De l'autre côté du fleuve

reverrance



De l'autre côté du fleuve, parviennent, étouffés, les bruits des habitations. La ville, peu à peu, s'éteint. Quelques foyers de lumière et de vie persistent encore. La nuit n'est pas totale. Il lui faut rester tapi.

De ce côté du fleuve, elle finit de ranger la pièce. Puis elle fera un peu de couture, attendant qu'il rentre. Elle n'aime pas quand l'heure du couvre-feu est dépassée depuis longtemps.

De l'autre côté du fleuve, à l'affût du moindre son, il reste immobile, face à la ville au loin. Il se nourrit de ce qu'il perçoit encore, à s'en graver des souvenirs pour les jours à venir. Le temps s'étire. Il sait pourtant que, bientôt, il devra, très vite, jaillir des taillis pour traverser la plaine.

De ce côté du fleuve, le pull est rapiécé. Elle l'attend toujours. Elle commence à raccourcir le pantalon du père. Il pourra, à son tour, le porter.

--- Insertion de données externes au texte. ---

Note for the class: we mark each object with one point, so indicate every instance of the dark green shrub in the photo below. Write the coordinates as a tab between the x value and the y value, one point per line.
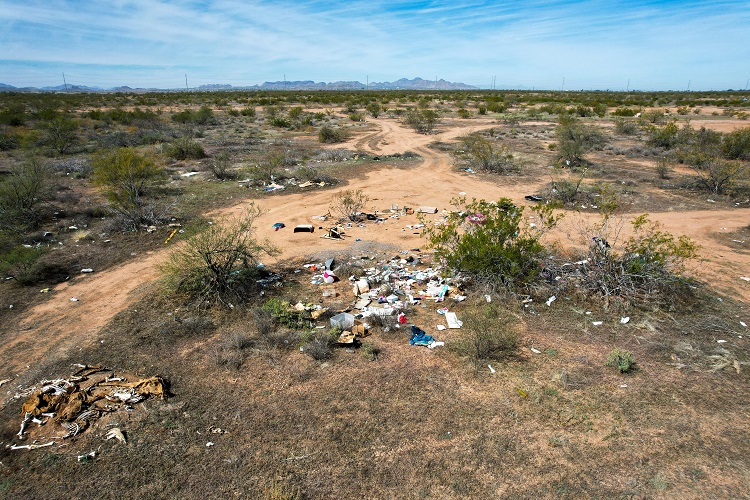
485	240
621	359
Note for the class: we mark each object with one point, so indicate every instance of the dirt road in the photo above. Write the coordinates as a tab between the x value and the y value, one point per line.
63	325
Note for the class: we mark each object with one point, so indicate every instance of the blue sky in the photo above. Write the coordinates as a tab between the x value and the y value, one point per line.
643	45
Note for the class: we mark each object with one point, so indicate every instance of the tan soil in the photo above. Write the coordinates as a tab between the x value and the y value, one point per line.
62	325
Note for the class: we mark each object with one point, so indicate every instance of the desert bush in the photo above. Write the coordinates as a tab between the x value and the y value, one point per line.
349	204
621	359
422	121
8	140
221	167
320	344
284	314
648	271
663	167
486	240
574	140
331	135
370	351
220	262
335	155
23	192
60	133
479	153
184	148
126	177
626	127
718	176
736	144
487	335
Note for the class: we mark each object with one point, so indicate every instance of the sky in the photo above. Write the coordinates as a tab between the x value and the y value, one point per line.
531	44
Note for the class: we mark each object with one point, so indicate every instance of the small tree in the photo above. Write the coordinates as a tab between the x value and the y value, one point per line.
349	204
485	239
221	166
717	176
60	133
421	120
23	192
480	153
220	262
126	177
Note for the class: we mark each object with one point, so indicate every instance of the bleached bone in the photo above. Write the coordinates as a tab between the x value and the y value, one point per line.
73	429
24	423
116	433
31	446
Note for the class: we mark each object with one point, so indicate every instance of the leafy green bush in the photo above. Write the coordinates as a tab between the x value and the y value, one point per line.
479	153
736	144
621	359
331	135
220	262
485	240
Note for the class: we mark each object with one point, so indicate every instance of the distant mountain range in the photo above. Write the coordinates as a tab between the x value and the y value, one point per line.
402	84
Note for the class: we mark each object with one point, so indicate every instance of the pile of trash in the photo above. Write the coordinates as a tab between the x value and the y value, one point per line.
78	401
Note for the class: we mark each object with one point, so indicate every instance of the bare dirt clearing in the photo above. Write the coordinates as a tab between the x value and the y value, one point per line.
256	414
62	324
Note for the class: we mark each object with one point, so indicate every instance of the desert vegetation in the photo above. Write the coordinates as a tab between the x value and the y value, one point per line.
592	246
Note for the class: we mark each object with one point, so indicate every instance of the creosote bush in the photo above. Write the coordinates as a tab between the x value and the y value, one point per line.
485	240
620	359
219	264
487	335
349	204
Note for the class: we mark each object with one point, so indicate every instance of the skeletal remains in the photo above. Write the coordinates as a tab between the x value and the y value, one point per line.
79	400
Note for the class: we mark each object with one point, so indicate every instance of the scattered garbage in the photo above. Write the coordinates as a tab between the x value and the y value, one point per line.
419	337
452	320
344	321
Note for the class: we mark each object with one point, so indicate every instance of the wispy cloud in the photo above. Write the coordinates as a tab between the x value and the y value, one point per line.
655	44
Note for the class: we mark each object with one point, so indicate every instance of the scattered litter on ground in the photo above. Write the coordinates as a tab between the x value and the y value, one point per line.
419	337
452	320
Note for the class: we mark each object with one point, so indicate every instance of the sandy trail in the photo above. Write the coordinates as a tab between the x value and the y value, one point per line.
61	325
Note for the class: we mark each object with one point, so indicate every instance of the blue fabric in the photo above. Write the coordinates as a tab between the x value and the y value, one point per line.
419	337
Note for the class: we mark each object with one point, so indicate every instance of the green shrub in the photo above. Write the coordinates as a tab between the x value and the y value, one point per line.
736	144
485	240
330	135
620	359
220	262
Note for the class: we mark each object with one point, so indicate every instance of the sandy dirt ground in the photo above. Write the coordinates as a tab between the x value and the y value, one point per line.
61	324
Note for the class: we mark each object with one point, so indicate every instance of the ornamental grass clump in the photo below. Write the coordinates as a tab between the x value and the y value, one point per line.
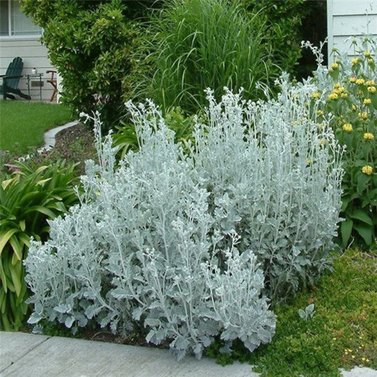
187	243
208	43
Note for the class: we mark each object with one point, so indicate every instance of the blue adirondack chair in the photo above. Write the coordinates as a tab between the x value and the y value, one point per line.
11	80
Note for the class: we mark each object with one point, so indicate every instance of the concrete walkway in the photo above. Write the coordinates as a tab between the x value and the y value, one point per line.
38	356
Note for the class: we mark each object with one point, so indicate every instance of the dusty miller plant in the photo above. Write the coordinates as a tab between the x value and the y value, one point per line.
188	245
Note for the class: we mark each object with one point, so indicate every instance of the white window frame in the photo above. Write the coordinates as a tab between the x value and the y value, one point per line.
10	37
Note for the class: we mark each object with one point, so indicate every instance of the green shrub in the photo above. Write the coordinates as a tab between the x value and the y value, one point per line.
94	47
349	93
27	200
282	33
207	43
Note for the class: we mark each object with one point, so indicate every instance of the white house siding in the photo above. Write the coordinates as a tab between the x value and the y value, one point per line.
347	19
34	55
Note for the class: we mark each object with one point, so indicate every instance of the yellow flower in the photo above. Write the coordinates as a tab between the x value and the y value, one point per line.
333	96
368	136
367	101
347	127
363	115
367	169
334	66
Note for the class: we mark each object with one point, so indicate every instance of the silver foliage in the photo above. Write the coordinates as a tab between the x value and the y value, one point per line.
188	246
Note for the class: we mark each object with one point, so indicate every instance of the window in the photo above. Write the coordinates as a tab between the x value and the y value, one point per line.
13	22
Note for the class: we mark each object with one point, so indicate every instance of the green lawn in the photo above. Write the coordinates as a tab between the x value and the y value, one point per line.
22	124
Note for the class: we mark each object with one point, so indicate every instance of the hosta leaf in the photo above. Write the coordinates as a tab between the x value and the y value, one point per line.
16	246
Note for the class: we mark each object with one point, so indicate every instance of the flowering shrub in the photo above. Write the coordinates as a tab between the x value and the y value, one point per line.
348	96
188	245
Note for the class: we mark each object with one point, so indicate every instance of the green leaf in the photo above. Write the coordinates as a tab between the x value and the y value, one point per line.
362	182
346	230
359	214
16	246
45	211
366	232
4	238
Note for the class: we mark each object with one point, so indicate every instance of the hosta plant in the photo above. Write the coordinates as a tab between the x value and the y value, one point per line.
348	97
187	241
28	199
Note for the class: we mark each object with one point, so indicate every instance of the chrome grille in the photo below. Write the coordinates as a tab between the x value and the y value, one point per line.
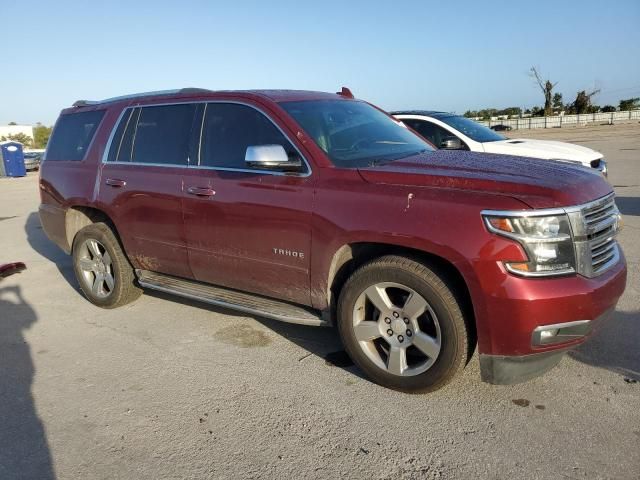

De l'autre côté du fleuve, au signal, une quinzaine d'hommes ont surgi de la nuit, filant vers la montagne, fuyant vers la frontière. Aussitôt, dans les secondes qui ont suivi, des tirs en rafale les ont accompagnés.

De ce côté du fleuve, elle a tressailli au bruit lointain. Cette nuit encore, des fils partiront pour une vie meilleure, des fils dont on ne sait s'ils reviendront.

De l'autre côté du fleuve, la nuit est retombée. Plus rien ne perturbe le silence. Au sol, l'ombre d'un corps endormi.

De ce côté du fleuve, elle a veillé jusqu'au petit matin, jusqu'à entendre enfler la rumeur jusque devant sa porte. Le pantalon est prêt, pour la sépulture du fils.